Onlar evlatlarının kokusunu diledikleri gibi biriktiremeden şehit oldular.

Ninnileri bile içlerinde saklı kaldı...

Evlat mektuplarını okuyamadılar...

Çamaşırlarına bile sarılamadılar...

Varlıklarıyla bize hayat verdiler ve güzel bir vatan armağan ettiler...

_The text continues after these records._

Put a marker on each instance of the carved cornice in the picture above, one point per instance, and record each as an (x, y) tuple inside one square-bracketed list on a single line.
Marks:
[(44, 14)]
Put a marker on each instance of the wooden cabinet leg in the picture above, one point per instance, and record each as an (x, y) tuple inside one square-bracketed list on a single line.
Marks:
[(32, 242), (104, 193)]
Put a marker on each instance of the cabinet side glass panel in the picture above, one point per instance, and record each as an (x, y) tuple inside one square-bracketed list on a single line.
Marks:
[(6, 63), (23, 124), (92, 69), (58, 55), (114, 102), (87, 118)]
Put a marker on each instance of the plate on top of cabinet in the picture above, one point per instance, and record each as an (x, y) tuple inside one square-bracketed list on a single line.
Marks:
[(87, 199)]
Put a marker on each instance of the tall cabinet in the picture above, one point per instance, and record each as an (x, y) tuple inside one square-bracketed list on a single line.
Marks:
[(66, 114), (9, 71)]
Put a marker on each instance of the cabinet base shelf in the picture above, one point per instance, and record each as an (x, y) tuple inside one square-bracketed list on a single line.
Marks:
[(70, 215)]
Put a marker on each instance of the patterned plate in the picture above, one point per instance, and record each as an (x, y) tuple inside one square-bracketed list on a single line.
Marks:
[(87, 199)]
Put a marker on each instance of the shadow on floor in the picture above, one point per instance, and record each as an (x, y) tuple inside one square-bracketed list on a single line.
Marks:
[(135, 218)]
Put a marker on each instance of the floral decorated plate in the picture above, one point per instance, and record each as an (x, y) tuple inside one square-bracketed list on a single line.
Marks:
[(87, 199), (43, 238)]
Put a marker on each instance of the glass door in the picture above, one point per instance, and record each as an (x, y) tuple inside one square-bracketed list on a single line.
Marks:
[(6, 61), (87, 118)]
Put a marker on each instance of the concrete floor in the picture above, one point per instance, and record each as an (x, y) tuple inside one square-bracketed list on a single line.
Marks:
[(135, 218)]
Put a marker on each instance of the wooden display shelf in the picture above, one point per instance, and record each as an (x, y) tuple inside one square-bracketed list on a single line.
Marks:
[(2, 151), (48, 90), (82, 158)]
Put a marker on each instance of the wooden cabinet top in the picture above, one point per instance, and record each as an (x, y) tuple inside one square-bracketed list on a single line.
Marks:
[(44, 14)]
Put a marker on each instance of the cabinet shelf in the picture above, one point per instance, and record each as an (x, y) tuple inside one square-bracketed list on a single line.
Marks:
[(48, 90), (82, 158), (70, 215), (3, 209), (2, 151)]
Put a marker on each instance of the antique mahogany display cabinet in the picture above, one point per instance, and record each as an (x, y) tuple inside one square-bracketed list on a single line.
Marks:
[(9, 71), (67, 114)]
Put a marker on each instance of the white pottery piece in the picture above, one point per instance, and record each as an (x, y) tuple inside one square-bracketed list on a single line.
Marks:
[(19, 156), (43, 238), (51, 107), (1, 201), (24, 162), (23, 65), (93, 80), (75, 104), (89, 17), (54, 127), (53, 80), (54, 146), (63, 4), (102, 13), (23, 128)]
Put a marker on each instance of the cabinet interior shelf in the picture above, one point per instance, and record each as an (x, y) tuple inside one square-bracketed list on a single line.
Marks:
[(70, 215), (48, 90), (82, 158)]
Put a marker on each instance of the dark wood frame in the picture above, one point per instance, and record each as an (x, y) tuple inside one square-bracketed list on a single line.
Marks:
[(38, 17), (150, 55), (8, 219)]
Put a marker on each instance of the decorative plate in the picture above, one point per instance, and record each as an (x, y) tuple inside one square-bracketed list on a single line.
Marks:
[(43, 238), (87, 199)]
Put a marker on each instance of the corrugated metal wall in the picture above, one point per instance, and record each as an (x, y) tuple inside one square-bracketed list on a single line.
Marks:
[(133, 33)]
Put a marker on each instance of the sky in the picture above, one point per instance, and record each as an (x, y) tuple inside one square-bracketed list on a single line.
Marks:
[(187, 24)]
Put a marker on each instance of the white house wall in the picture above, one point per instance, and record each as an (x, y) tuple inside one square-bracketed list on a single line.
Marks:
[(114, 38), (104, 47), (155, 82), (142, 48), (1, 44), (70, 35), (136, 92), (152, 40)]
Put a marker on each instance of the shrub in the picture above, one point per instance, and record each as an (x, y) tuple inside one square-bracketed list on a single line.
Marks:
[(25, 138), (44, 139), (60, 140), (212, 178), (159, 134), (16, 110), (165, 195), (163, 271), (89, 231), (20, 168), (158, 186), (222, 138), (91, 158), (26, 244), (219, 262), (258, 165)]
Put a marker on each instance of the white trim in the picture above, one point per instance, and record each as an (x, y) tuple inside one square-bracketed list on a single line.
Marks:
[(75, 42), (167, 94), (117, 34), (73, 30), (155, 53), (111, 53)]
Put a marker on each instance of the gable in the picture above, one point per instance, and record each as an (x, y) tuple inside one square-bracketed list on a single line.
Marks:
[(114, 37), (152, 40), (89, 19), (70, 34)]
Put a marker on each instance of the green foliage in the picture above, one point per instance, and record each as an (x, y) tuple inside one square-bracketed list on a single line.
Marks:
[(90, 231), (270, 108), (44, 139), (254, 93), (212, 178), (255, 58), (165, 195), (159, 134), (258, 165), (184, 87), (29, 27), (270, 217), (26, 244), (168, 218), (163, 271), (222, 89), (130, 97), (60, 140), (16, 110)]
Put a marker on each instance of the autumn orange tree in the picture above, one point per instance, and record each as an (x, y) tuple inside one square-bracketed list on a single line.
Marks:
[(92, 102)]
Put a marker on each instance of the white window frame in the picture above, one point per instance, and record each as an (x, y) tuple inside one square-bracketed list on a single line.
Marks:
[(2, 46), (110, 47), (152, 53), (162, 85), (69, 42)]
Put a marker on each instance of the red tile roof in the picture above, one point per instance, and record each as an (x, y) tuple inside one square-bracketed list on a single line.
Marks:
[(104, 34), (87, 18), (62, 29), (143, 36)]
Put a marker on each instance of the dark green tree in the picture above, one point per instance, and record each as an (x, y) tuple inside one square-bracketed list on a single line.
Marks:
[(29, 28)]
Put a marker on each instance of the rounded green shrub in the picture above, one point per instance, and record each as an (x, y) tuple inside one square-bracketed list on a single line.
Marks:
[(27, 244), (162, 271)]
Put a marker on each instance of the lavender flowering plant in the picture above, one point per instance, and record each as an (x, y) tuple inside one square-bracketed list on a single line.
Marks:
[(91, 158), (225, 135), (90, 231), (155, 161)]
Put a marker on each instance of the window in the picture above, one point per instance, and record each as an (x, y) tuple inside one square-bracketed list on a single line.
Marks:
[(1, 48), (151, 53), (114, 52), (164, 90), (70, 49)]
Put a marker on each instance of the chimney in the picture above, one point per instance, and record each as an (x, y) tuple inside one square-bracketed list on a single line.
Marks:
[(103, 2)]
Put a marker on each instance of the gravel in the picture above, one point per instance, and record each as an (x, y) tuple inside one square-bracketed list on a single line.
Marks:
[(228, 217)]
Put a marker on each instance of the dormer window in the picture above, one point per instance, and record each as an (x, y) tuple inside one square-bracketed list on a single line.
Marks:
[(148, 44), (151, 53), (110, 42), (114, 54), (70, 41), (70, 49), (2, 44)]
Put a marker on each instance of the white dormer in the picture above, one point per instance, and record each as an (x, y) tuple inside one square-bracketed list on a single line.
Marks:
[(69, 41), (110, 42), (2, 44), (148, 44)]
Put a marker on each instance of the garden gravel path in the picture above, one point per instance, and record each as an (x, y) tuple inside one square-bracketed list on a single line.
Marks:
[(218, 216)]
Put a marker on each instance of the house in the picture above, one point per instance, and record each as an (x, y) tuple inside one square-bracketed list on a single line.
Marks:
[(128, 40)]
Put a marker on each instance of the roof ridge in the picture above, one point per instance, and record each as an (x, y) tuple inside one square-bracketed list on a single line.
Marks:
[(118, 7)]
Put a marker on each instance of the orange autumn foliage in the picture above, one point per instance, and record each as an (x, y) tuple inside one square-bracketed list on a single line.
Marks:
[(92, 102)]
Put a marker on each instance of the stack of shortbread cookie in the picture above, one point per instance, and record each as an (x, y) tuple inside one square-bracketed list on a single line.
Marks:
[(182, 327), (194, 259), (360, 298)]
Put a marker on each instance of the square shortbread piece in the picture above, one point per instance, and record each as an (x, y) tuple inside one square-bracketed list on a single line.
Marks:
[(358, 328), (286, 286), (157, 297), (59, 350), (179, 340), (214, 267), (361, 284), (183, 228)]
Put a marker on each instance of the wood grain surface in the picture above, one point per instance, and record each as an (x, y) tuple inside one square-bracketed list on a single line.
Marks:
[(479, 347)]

Mekânları cennet, makamları hep yücelerde olsun, Allah rahmet eylesin...

★★★

Günümüze gelirsek...

Elbette dünya değişiyor, gelişiyor. Ancak ülkem yine muhteşem annelere sahip...

Hamilelik testini,

İlk ultrason görüntülerini,

Yavrularının göbek bağını,

İlk ayak ve el izini,

İlk düşen dişi,

İlk hırkayı, ilk biberonu, ilk yalancı memeyi, ilk patiği,

İlk karneyi, teşekkür ve takdir belgelerini,

Unuttuğum başka ilkleri,

Elleri titreyerek hatta çoğunu öpüp koklayarak saklayan kadınlarımıza biz “ANNE” diyoruz.


★★★

Eğitimimizi bizden çok merak eden, sınav sonuçları açıklanıncaya kadar uykusuz geceler yaşayan, ateşlendiğimizde bizimle birlikte hasta olan, meslek seçimimizde heyecanı tavan yapan, ilk arkadaşlarımızın özelliklerini sorgulayan, ama biz gelmeden yatağına asla gitmeyen, ayak seslerimizi duymadan başını yastığa koymayan bir meleğimiz var ki, biz ona da “ANNE” diyoruz...

★★★

Bazılarımız çocuk sahibi hatta torun sahibi oluyoruz ama, annelerimizin gözünde bir türlü büyüyemiyoruz. Ne kadar yaşlansak da yanlarında biraz şımarıp, çocukluk bile yapıyoruz...

★★★

Dünyaya, ülkelerine ve bizlere hayat veren tüm kadınların “Anneler Günü” kutlu olsun.

Değişim kadınsız olmaz, hele annesiz asla...

Yaşayan annelerimize mutlu ve sağlıklı bir ömür dilerken, kaybettiklerimize nurlar yağsın...

Saygı, sevgi, minnet ve inançla...

★★★

UĞUR DÜNDAR’IN NOTU: Bu güzel yazıya vesile olan değerli okurum Kemal Yalnız’a çok teşekkür ederim.